The MapReduce programming model in MongoDB USES instances

  • 2020-05-10 23:06:35
  • OfStack

Note: the MongoDB used by the author is version 2.4.7.

Example of a word count:

Insert data for word count:


db.data.insert({sentence:'Consider the following map-reduce operations on a collection orders that contains documents of the following prototype'})
db.data.insert({sentence:'I get the following error when I follow the code found in this link'})

The figure is concise, and the data does not contain punctuation marks. Write the following in mongo shell:


var map = function() {
    split_result = this.sentence.split(" ");
    for (var i in split_result) {
        var word = split_result[i].replace(/(^\s*)|(\s*$)/g,"").toLowerCase(); // Remove possible Spaces on either side of the word and convert the word to lowercase 
        if (word.length != 0) {
            emit(word, 1);
        }
    }
}
var reduce = function(key, values) {
    return Array.sum(values);
}
db.data.mapReduce(
    map,
    reduce,
    {out:{inline:1}}
)


The first and second parameters of db.data.mapReduce specify map and reduce, respectively. The input of map is each document in the collection, and emit() generates key-value pairs. reduce, on the other hand, handles multiple values of the key.

The third parameter of mapReduce indicates that mapreduce is performed in memory and the result is returned as follows:


{
        "results" : [
                {
                        "_id" : "a",
                        "value" : 1
                },
                {
                        "_id" : "code",
                        "value" : 1
                },
                {
                        "_id" : "collection",
                        "value" : 1
                },
                {
                        "_id" : "consider",
                        "value" : 1
                },
                {
                        "_id" : "contains",
                        "value" : 1
                },
                {
                        "_id" : "documents",
                        "value" : 1
                },
                {
                        "_id" : "error",
                        "value" : 1
                },
                {
                        "_id" : "follow",
                        "value" : 1
                },
                {
                        "_id" : "following",
                        "value" : 3
                },
                {
                        "_id" : "found",
                        "value" : 1
                },
                {
                        "_id" : "get",
                        "value" : 1
                },
                {
                        "_id" : "i",
                        "value" : 2
                },
                {
                        "_id" : "in",
                        "value" : 1
                },
                {
                        "_id" : "link",
                        "value" : 1
                },
                {
                        "_id" : "map-reduce",
                        "value" : 1
                },
                {
                        "_id" : "of",
                        "value" : 1
                },
                {
                        "_id" : "on",
                        "value" : 1
                },
                {
                        "_id" : "operations",
                        "value" : 1
                },
                {
                        "_id" : "orders",
                        "value" : 1
                },
                {
                        "_id" : "prototype",
                        "value" : 1
                },
                {
                        "_id" : "that",
                        "value" : 1
                },
                {
                        "_id" : "the",
                        "value" : 4
                },
                {
                        "_id" : "this",
                        "value" : 1
                },
                {
                        "_id" : "when",
                        "value" : 1
                }
        ],
        "timeMillis" : 1,
        "counts" : {
                "input" : 2,
                "emit" : 30,
                "reduce" : 3,
                "output" : 24
        },
        "ok" : 1,
}


The value of results is the result of the processing of MapReduce, and timeMillis indicates the time spent; In counts, input indicates the number of documents input, emit indicates the number of times emit is called in map, reduce indicates the number of times reduce is called (in this case, reduce is not required if the number of single times is 1), and output indicates the number of documents output.

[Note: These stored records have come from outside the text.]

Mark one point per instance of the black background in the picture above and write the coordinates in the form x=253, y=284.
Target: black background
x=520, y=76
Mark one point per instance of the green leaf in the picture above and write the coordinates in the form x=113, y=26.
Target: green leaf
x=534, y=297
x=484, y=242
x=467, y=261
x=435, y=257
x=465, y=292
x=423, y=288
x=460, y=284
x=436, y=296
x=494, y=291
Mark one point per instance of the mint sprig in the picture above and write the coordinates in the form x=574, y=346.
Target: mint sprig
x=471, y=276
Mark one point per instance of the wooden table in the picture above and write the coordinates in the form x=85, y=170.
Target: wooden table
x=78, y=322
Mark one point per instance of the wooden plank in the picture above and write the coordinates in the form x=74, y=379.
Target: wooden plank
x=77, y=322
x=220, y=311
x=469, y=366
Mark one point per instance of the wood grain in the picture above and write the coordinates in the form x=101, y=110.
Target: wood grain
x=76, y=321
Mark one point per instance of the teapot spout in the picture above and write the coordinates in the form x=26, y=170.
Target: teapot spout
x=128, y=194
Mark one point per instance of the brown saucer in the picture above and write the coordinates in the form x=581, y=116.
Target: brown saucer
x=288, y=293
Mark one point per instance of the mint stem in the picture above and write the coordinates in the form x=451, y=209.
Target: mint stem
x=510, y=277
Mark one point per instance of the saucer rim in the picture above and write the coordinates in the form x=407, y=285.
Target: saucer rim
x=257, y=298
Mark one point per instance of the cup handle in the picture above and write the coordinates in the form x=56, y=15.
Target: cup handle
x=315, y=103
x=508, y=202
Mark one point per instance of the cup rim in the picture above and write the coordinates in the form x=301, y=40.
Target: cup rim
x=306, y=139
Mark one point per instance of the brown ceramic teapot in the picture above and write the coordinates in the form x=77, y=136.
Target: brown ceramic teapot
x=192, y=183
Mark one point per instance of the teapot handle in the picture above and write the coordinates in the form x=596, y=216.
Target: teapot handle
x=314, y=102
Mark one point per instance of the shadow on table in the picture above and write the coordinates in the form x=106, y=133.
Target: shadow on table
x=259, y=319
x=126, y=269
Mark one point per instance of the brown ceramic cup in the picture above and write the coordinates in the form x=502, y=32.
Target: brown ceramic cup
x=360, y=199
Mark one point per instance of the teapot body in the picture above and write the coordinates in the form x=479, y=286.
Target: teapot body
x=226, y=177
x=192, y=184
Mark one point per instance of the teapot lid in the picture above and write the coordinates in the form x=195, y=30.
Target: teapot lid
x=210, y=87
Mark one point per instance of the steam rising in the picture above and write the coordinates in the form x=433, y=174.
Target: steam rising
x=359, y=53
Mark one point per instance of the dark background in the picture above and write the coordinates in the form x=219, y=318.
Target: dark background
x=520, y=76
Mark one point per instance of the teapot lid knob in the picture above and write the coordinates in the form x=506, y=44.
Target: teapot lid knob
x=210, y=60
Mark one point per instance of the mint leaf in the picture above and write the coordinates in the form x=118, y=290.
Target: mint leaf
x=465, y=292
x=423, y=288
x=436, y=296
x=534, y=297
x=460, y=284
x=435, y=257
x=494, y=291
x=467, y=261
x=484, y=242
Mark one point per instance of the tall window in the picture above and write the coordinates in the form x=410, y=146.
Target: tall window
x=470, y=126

As you can see, the key _id is no longer generated automatically, but is replaced by key in reduce. Of course, you can also enter the result into a new collection, for example:

db.data.mapReduce( map, reduce, {out:"mr_result"} )

You can then view the contents of the mr_result collection:
db.mr_result.find()

You can also perform the mapreduce task using db.runCommand, which gives developers more options, as detailed in [1]. Materials [2][3][4] provide more comprehensive information about mapreduce. Data [6] is a Chinese translation of data [5].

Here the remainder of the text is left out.